Nice videos. But where was the country music?


----------



## montanag (Dec 8, 2006)

Nice video, yeah that seems hard to hold a camera while spinning the wheel. What were you guys doing, a lot and long entrance, and were you finishing up a place? I was trying to place myself int the cab to get a feel for it. Keep up the good work


----------



## D&R Plowing (Jan 22, 2008)

It's a large lot that surrounds the building. The largest section being in the rear of the building where the pic of my truck is. We plow around the building winging the snow toward the outside of the lot. It's a large insurance company with lots of cars parked all day, so if we get behind we wing as far as we can, then we push it to the outside. We had about 6" of snow and once we cleared the lot it started to snow again so we had to clean it up a bit. 

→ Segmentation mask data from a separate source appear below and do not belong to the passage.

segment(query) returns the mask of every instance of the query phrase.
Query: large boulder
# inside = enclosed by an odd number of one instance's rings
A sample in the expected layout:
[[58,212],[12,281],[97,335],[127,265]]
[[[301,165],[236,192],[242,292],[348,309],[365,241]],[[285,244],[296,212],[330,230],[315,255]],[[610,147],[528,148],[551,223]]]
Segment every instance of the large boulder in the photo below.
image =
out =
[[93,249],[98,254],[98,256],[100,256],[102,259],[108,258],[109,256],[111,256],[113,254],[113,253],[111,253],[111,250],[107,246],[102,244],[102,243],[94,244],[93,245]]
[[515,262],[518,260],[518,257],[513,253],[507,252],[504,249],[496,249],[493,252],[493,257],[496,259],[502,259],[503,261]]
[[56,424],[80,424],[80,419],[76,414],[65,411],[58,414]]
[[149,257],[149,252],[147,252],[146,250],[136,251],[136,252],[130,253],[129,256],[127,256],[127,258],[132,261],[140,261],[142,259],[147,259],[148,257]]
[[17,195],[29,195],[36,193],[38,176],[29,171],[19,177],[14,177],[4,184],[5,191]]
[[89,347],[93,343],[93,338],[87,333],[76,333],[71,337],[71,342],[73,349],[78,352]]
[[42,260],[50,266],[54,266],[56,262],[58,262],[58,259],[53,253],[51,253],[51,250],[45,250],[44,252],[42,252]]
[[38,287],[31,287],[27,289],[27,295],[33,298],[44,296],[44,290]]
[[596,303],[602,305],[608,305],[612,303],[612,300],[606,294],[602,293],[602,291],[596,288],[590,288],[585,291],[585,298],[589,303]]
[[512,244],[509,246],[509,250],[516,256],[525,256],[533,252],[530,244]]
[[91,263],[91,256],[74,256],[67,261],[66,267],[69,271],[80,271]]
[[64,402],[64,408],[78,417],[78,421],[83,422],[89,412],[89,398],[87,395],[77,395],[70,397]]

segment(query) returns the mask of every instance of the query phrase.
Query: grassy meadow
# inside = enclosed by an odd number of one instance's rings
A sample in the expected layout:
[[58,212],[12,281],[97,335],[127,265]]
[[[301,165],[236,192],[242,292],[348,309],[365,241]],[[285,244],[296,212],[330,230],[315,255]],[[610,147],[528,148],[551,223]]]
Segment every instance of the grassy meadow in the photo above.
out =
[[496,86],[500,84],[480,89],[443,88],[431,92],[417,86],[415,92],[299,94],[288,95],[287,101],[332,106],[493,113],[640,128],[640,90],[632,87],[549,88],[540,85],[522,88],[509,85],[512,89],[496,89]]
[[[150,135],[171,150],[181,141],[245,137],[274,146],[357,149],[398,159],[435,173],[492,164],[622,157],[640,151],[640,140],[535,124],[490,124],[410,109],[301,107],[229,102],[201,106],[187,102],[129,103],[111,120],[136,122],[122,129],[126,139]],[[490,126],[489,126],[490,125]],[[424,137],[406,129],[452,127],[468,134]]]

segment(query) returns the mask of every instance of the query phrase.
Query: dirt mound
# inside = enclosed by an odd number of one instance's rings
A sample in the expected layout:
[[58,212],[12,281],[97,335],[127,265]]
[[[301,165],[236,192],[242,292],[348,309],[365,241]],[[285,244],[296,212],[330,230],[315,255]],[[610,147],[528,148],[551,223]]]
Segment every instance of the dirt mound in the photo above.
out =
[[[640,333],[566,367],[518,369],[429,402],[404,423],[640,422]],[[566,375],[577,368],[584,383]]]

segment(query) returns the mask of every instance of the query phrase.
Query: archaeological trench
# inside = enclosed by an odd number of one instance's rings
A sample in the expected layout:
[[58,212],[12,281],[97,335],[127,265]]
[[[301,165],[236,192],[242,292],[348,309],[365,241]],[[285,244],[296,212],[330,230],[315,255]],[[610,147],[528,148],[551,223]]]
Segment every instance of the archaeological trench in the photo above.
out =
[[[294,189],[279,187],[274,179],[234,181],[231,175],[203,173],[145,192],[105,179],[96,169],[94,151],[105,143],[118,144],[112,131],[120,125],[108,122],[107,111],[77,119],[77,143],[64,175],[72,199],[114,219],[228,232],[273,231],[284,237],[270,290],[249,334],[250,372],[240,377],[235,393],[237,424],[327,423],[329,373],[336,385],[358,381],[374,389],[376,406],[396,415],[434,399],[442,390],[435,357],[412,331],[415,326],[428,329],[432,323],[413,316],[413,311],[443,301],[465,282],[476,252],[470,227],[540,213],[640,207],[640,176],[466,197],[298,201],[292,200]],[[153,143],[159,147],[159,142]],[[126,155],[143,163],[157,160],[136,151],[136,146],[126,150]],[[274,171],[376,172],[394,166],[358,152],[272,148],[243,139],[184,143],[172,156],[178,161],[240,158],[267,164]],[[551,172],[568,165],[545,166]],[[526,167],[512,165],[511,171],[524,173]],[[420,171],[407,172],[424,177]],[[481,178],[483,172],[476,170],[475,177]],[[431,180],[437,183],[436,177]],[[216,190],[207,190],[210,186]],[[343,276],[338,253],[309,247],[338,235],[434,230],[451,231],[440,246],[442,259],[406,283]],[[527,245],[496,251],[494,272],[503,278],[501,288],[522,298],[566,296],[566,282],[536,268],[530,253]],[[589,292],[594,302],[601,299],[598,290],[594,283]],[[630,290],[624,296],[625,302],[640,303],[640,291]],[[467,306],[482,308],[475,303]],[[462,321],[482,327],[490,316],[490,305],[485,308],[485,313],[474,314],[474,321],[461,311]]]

Hopefully the next video will be better..


----------



## D&R Plowing (Jan 22, 2008)

Country Music????? Hopefully still in Texas.......


----------



## mike psd (Aug 12, 2007)

great first video man nothing against country but keep the classic rock on hahahaha


----------



## D&R Plowing (Jan 22, 2008)

Mike, I like the way you think.


----------



## tman3007 (Jul 15, 2007)

That was pretty cool, nice vids!


----------



## Quality SR (Oct 25, 2006)

Nice truck. Nice videos too. WHy dont you pick up the mount at radio shack. it will hold the camera to the dash.


----------



## D&R Plowing (Jan 22, 2008)

I will do that. I heard some of you talk about a mount but I had no idea what type you were talking about. I can assume (yeah I know what happens when you assume) it is a suction cup style that sticks to the windshield. Or is it a more permanent mount?


----------